War es Ironie des Schicksals, dass am selben Tag, dem 25. August 2015, in Russland zwei Gerichtsentscheide ausgesprochen wurden, die noch lange symbolisch für die Politisierung der russischen Rechtssprechung stehen werden?

In Moskau wurde die ehemalige hohe Angestellte des Vertedigungsministeriums Jewgenia Wasilewa, die im Mai zu fünf Jahre Haft wegen Betrugs verurteilt worden war, vorzeitig „wegen guter Führung“ aus der Haft entlassen. Sie war für schuldig befunden worden, über die Firma „Rosoboronservis“ Immobilien zu Tiefstpreisen verkauft zu haben und das Verteidigungsministerium dabei um rund 800 Millionen Rubel geschädigt zu haben.
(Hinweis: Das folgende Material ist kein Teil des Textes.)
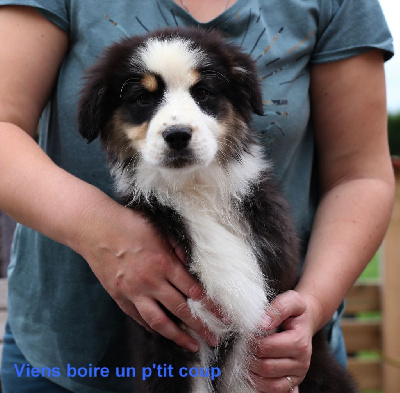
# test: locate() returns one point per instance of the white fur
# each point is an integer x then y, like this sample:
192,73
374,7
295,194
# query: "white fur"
179,108
222,254
205,195
173,59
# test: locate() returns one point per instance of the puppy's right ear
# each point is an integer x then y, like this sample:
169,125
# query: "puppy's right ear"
92,113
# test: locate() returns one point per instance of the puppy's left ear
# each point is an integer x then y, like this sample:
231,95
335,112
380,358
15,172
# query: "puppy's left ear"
92,109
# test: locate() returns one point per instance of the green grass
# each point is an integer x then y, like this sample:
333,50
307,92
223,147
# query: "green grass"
371,272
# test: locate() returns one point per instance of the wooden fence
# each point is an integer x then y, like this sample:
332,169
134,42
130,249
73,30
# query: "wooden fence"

Im Zentrum des Skandals von 2012 stand zuerst der damalige Verteidigungsminister und Putin-Protégé Anatoli Serdukow, der jedoch nach seinem Rücktritt lediglich als Zeuge im Prozess auftrat. Schon dies wurde von Beobachtern als Versuch betrachtet, die Aufklärung des Betrugsfalls versanden zu lassen.
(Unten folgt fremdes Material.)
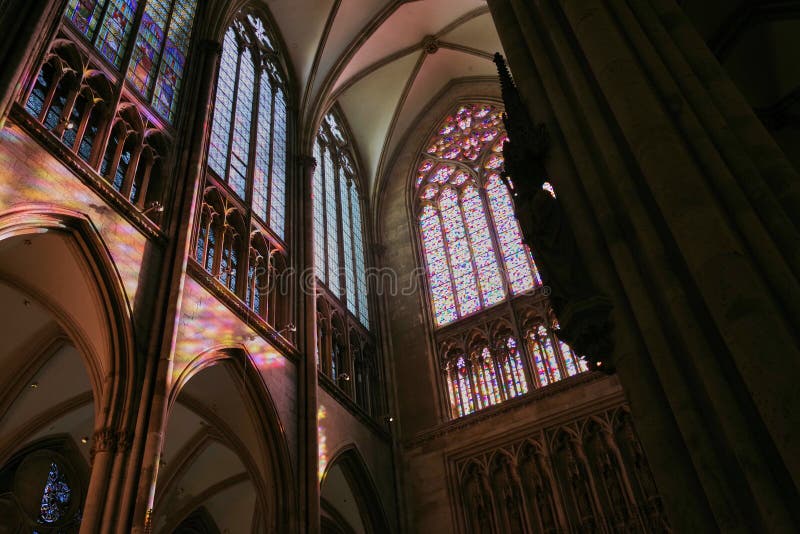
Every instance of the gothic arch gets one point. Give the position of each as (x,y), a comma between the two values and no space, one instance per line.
(106,345)
(359,479)
(265,453)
Nach einem langwierigen Prozess wurde schliesslich seine Angestellte Jewgenia Wasilewa verurteilt. Aber schon kurze Zeit später wurde sie angeblich von Augenzeugen in Moskau auf freiem Fuss gesehen – das, obschon sie sich offiziell in einer Strafkolonie bei Wladimir befand. Doch die Diskussion darüber dauerte nicht lange, denn schon kurze Zeit später stellte dieselbe Strafkolonie Wasilewa ein ausgezeichnetes Führungszeugnis aus, und sie wurde frühzeitig „aus der Haft“ entlassen. Hier erwies sich der Humanismus der russischen Rechtssprechung als fast grenzenlos.

Noch am selben Tag zeigte sie sich in einer anderen russischen Stadt von ihrer härtesten und unbarmherzigsten Seite: In Rostow am Don wurden der ukrainische Regisseur Oleg Senzow zu 20 Jahren und der Antifaschist Alexander Koltschenko zu zehn Jahren Lagerhaft wegen der angeblichen Mitgliedschaft in einer terroristischen Vereinigung und der Ausführung und Vorbereitung von Anschlägen auf der Krim verurteilt.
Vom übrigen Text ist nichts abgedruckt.